Le stragi di Perugina, le stragi di cui tutta la letteratura liberale avrebbe poi parlato, come tutti i libri di storia riportavano fino a qualche anno fa, parlano di stragi. E queste “stragi” fanno dieci morti e 35 feriti fra i papalini, e 27 morti, un centinaio di feriti e 120 prigionieri fra gli insorti. Mentre i capi della rivolta riescono a fuggire in Toscana. Questi dati servono a capire che l’episodio di Perugina tutto è stato, fuorché una strage. E che per di più se di strage si può parlare, è una strage voluta e ordinata dal conte di Cavour per contribuire a dileggiare l’immagine di Pio nono all’estero. Se strage vera c’era stata, questa avvenne nel 1849 quando i piemontesi invasero Genova per essersi rivoltata contro il regno sabaudo.

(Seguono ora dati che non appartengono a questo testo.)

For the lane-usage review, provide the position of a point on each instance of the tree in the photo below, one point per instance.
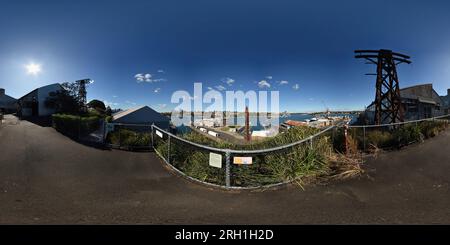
(63, 102)
(97, 105)
(108, 111)
(71, 99)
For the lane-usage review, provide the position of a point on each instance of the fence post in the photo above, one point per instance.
(168, 148)
(120, 137)
(227, 169)
(345, 138)
(364, 138)
(153, 144)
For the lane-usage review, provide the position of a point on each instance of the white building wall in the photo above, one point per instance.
(43, 94)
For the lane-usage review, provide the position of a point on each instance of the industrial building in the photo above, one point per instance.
(33, 103)
(141, 115)
(7, 103)
(418, 102)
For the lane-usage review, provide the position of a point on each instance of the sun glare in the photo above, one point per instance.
(33, 68)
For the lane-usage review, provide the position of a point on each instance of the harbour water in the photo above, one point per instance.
(256, 124)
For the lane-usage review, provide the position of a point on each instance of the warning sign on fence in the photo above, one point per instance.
(242, 160)
(159, 133)
(215, 160)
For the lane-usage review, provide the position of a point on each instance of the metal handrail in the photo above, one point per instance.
(246, 151)
(399, 123)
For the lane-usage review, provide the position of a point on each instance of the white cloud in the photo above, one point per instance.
(228, 81)
(147, 77)
(139, 77)
(110, 104)
(220, 88)
(159, 80)
(263, 84)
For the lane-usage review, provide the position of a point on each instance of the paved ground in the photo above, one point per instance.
(47, 178)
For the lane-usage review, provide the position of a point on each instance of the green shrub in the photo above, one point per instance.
(380, 139)
(125, 137)
(407, 134)
(75, 126)
(295, 162)
(430, 129)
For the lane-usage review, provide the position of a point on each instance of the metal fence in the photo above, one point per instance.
(128, 136)
(255, 165)
(369, 138)
(246, 168)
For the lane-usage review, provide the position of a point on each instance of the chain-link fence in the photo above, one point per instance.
(370, 138)
(136, 137)
(236, 168)
(254, 165)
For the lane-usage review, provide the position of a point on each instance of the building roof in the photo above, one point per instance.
(53, 84)
(143, 114)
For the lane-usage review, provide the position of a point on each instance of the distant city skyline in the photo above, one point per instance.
(140, 52)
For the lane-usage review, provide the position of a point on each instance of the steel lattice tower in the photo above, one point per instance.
(388, 106)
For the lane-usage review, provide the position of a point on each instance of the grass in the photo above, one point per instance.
(296, 163)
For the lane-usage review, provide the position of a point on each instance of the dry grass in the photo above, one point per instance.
(345, 167)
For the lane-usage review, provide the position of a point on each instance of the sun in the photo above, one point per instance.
(33, 68)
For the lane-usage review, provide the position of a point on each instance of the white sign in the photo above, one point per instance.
(109, 127)
(242, 160)
(215, 160)
(159, 134)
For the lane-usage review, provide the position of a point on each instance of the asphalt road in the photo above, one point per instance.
(45, 178)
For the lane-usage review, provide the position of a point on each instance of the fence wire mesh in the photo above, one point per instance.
(370, 138)
(128, 136)
(246, 165)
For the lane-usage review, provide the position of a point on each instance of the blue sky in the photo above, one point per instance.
(308, 43)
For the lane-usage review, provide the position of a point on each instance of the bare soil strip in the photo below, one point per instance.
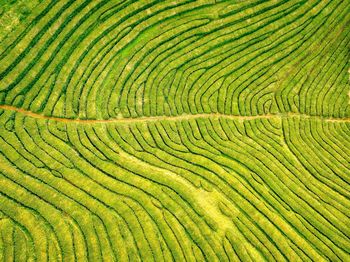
(172, 118)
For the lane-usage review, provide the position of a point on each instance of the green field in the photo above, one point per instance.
(174, 130)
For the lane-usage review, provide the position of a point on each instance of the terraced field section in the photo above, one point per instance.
(175, 130)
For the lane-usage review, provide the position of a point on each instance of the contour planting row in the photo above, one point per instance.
(215, 188)
(103, 59)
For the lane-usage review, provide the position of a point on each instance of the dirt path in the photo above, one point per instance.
(174, 118)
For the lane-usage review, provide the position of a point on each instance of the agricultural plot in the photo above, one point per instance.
(174, 130)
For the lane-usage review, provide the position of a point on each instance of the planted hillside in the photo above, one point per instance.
(175, 130)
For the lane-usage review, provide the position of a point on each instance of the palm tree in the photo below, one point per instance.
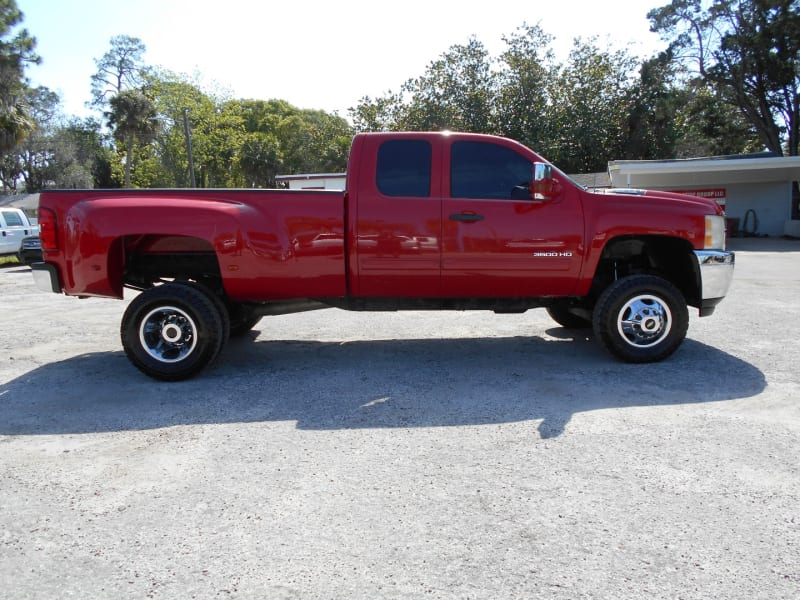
(132, 117)
(16, 52)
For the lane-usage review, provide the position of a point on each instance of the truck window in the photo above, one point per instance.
(404, 168)
(12, 219)
(486, 170)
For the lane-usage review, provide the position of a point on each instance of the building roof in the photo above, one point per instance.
(720, 170)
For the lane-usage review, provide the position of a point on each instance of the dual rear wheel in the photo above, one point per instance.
(173, 331)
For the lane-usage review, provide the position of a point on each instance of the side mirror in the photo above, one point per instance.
(544, 186)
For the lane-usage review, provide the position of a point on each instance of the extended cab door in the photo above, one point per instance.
(398, 218)
(498, 241)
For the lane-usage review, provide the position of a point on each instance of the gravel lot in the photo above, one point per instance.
(404, 455)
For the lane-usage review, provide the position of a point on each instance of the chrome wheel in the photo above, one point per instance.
(168, 334)
(172, 331)
(641, 318)
(644, 321)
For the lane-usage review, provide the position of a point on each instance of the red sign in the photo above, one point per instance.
(718, 194)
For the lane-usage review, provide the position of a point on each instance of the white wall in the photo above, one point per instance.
(770, 201)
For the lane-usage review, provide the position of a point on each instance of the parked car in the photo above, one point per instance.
(30, 251)
(14, 227)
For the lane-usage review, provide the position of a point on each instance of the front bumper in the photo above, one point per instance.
(46, 277)
(716, 274)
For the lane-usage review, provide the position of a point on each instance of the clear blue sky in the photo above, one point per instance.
(314, 54)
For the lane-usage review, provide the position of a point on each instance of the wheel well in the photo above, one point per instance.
(150, 259)
(670, 258)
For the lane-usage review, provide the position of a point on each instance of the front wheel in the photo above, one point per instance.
(173, 331)
(641, 318)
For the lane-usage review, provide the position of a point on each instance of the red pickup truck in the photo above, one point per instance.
(427, 221)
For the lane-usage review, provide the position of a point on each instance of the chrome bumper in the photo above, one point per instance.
(716, 275)
(46, 277)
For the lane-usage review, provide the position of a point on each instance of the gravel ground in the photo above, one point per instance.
(404, 455)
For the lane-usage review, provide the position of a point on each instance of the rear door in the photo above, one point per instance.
(399, 221)
(497, 240)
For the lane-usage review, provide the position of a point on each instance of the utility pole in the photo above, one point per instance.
(188, 134)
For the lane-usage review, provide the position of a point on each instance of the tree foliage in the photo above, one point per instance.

Qui il generale Lamarmora va a riportare l’ordine . Qui il generale consente ai suoi soldati «atti di violenta libidine su figlie di onorate famiglie».Quindi i soldati quindi erano andati in giro a violentare nelle case dei borghesi, nelle case di onorate famiglie .
Il ministro del regno Ricci a simili accuse mosse dal politico repubblicano Giorgio Asproni
ebbe a dire;”«I soldati erano bei giovani, e in quelle violenze le donne avevano pure provato un piacere». Questa è la difesa che il ministro dell’interno fa del generale Lamarmora che permette il saccheggio e lo stupro dei suoi soldati a Genova. E Asproni chiude dicendo: «Auguro al Signor Generale, fortuna e piacere uguale a sua moglie e alle sue figlie».
Invece le pseudo stragi di Perugina serviranno a Cavour e a Vittorio Emanuele per poi invadere lo stato Pontificio senza dichiarazione di guerra, uno stato che era il baluardo della Cristianita’.
Eppure i piemontesi erano erano vincolati al rispetto della religione cattolica dal primo articolo dello statuto (che la dichiarava religione di Stato). Cavour poi chiamera’ truppe mercenarie quei giovani accorsi da tutta l’Europa a difendere il Papa , giovani che invece combatterono e morirono senza soldo , ma solo per spirito cattolico.
In altre parole Cavour giustifichera’ l’invasione dello stato Pontificio per evitare un’altra strage come quella di Perugina , una strage da loro stessi provocata. ma che in effetti non c’era mai stata se non con pochi morti.